FLIP 4844: Variable eager sharding#

Summary#

Simplify the creation of sharded NNX models. When a sharding annotation is provided, all nnx.Variable creation will require a mesh context and automatically be sharded as annotated.

See GSPMD Guide for a comprehensive guide on how to make sharded NNX models.

Motivation#

To create a sharded model, user should only need to do this:

mesh = jax.make_mesh(((2, 4)), ("data", "model"))
with jax.set_mesh(mesh):
  model = YourModelWithShardingAnnotations()

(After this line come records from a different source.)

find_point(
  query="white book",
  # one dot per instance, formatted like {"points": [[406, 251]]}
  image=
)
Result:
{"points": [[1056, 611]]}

Instead of the current boilerplate combo of nnx.jit, nnx.get_partition_spec, with_sharding_constraint and nnx.update:

@nnx.jit
def create_sharded_model():
  model = YourModelWithShardingAnnotations() # Unsharded at this moment.
  state = nnx.state(model)                   # The model's state, a pure pytree.
  pspecs = nnx.get_partition_spec(state)     # Strip out the annotations from state.
  sharded_state = jax.lax.with_sharding_constraint(state, pspecs)
  nnx.update(model, sharded_state)           # The model is sharded now!
  return model

mesh = jax.make_mesh(((2, 4)), ("data", "model"))
with jax.set_mesh(mesh):
  sharded_model = create_sharded_model()

Backward compatibility#

User can turn off this feature in two ways:

  • Global config flag: Run flax.config.update('flax_always_shard_variable', False) before running any NNX model initialization.

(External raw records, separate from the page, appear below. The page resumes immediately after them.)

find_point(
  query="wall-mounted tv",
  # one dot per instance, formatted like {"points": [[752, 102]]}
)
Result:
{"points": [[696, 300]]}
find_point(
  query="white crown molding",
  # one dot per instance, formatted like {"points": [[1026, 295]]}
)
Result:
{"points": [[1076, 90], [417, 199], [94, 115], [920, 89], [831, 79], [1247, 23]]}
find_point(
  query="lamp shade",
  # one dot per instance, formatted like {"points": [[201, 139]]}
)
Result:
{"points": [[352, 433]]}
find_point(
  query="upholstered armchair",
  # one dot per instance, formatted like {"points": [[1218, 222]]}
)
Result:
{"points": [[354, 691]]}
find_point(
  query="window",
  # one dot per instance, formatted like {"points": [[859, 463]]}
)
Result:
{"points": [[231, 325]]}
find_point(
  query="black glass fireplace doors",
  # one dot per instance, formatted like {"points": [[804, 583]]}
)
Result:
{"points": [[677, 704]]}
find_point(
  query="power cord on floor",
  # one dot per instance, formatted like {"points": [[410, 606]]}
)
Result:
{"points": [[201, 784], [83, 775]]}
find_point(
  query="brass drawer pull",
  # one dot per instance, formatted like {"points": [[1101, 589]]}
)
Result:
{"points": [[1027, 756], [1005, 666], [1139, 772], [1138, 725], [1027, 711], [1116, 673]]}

  • Variable-specific flag: Create a specific variable with metadata eager_sharding=False, such as: nnx.Param(..., eager_sharding=False).

Flexibility options#

For debugging in a CPU environment, make a dummy mesh to run the model:

mesh = jax.make_mesh(((1, 1, 1)), ('your', 'axes', 'names'))
with jax.set_mesh(mesh):
  ...

For JAX explicit mode, remove the out_sharding= annotation on the nnx.Variable.

Implementation#

When an nnx.Variable is created, check for the metadata out_sharding, and if present, check if under a valid global mesh context of was supplied with a valid mesh. If no, throw error; if yes, call jax.lax.with_sharding_constraint to apply sharding constraint on the value.

Note that this only works in auto sharding mode. User should use JAX-level APIs to annotate shardings for explicit mode.